Posted: 01.12.2013, 00:08
by zarkadenes
Hi,
What is the difference between protocol:postgresql-8 and postgresql-9?

Re: protocol differencies

Posted: 01.12.2013, 21:55
by EgonHugeist
The Name? Actually there are NO behavior changes. Just a hint "we support PG9+".

Re: protocol differencies

Posted: 03.12.2013, 10:28
by Wild_Pointer
Hello,
EgonHugeist wrote:The Name? Actually there are NO behavior changes. Just a hint "we support PG9+".
Are you sure? For some unknown reason we get range check errors on some computers when using postgresql-8 and they are gone if we use postgres-9... I was unable to reproduce it on my computer, but the problem is reported by some of our clients...

Re: protocol differencies

Posted: 03.12.2013, 16:29
by EgonHugeist
@Wild_Pointer

I am. I did not more than adding a clone of generic PostgresPlainDriver with the postgres-9 name.

Code: Select all

constructor TZPostgreSQLDriver.Create;
begin
  inherited Create;
  AddSupportedProtocol(AddPlainDriverToCache(TZPostgreSQL9PlainDriver.Create, 'postgresql'));
  AddSupportedProtocol(AddPlainDriverToCache(TZPostgreSQL7PlainDriver.Create));
  AddSupportedProtocol(AddPlainDriverToCache(TZPostgreSQL8PlainDriver.Create));
  AddSupportedProtocol(AddPlainDriverToCache(TZPostgreSQL9PlainDriver.Create));
end;
and:

Code: Select all

TZPostgreSQL9PlainDriver = class(TZPostgreSQL8PlainDriver)
the only overrides they are differing differ are Name etc. But nothing related.
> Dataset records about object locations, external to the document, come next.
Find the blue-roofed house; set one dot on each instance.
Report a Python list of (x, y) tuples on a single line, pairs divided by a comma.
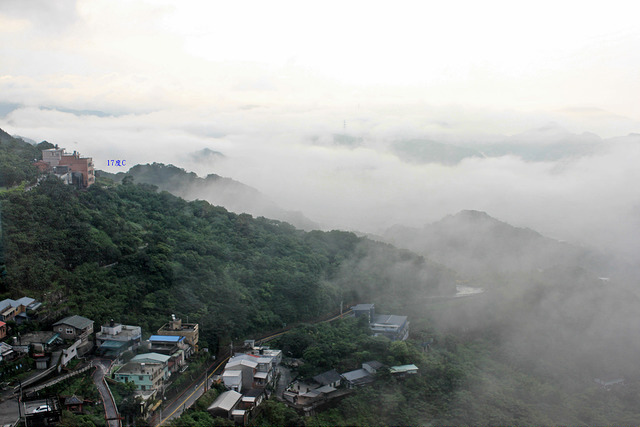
[(176, 347), (115, 338)]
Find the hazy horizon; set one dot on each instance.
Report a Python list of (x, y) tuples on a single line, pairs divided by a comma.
[(307, 103)]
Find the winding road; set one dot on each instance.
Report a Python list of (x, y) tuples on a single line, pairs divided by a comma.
[(111, 412)]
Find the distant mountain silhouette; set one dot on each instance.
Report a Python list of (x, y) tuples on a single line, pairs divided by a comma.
[(474, 243)]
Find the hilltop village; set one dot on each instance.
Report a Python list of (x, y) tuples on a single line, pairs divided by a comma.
[(36, 361)]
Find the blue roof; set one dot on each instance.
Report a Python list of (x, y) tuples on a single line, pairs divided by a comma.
[(165, 338)]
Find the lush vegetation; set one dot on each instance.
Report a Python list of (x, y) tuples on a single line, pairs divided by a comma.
[(130, 253), (16, 160), (525, 352)]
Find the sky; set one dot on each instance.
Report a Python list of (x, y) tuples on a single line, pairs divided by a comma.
[(270, 84)]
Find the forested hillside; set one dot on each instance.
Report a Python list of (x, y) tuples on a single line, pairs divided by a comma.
[(217, 190), (16, 158), (131, 253)]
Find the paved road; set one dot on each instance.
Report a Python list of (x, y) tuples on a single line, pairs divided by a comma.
[(110, 410), (188, 397)]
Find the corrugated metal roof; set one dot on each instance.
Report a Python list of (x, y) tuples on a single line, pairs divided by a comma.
[(403, 368), (162, 358), (75, 321), (328, 377), (226, 401), (165, 338), (356, 375)]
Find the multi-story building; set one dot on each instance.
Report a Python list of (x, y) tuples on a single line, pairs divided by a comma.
[(79, 170), (74, 327), (146, 376), (394, 327), (175, 327), (115, 338), (52, 156), (84, 165), (173, 346)]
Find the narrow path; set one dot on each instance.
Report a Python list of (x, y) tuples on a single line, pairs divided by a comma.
[(190, 394), (110, 409)]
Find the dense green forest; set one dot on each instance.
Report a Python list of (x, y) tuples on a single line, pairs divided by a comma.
[(132, 253), (524, 352)]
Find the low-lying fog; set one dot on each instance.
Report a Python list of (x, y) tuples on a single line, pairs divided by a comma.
[(369, 169)]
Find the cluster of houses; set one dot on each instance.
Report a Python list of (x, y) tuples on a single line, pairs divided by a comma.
[(71, 168), (249, 378), (158, 357), (165, 353)]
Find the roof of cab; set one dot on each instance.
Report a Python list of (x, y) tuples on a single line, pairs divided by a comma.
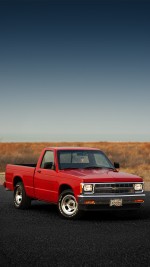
[(71, 148)]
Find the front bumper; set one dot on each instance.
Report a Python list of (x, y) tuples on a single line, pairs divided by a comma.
[(98, 202)]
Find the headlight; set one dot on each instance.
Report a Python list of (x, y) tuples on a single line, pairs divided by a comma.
[(138, 187), (88, 188)]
Actually im playing with field types on 7.2. Some behavior changes are to expact just to avoid such cases...
For some unknown reason we get range check errors on some computers when using postgresql-8 and they are gone if we use postgres-9... I was unable to reproduce it on my computer, but the problem is reported by some of our clients...
Uff i trust you. It might be possible this only was fixed becouse of forward developing of Zeos? There are things which do NOT make me happy with postgre:
Decimal and Numeric-Types do NOT have a limitation. Updateing them as string might work because postgres only stores #0 terminated strings (the performance drop against other providers) and reading back could lead to pain. If you can't track origin and there is NO sample .... I can't help.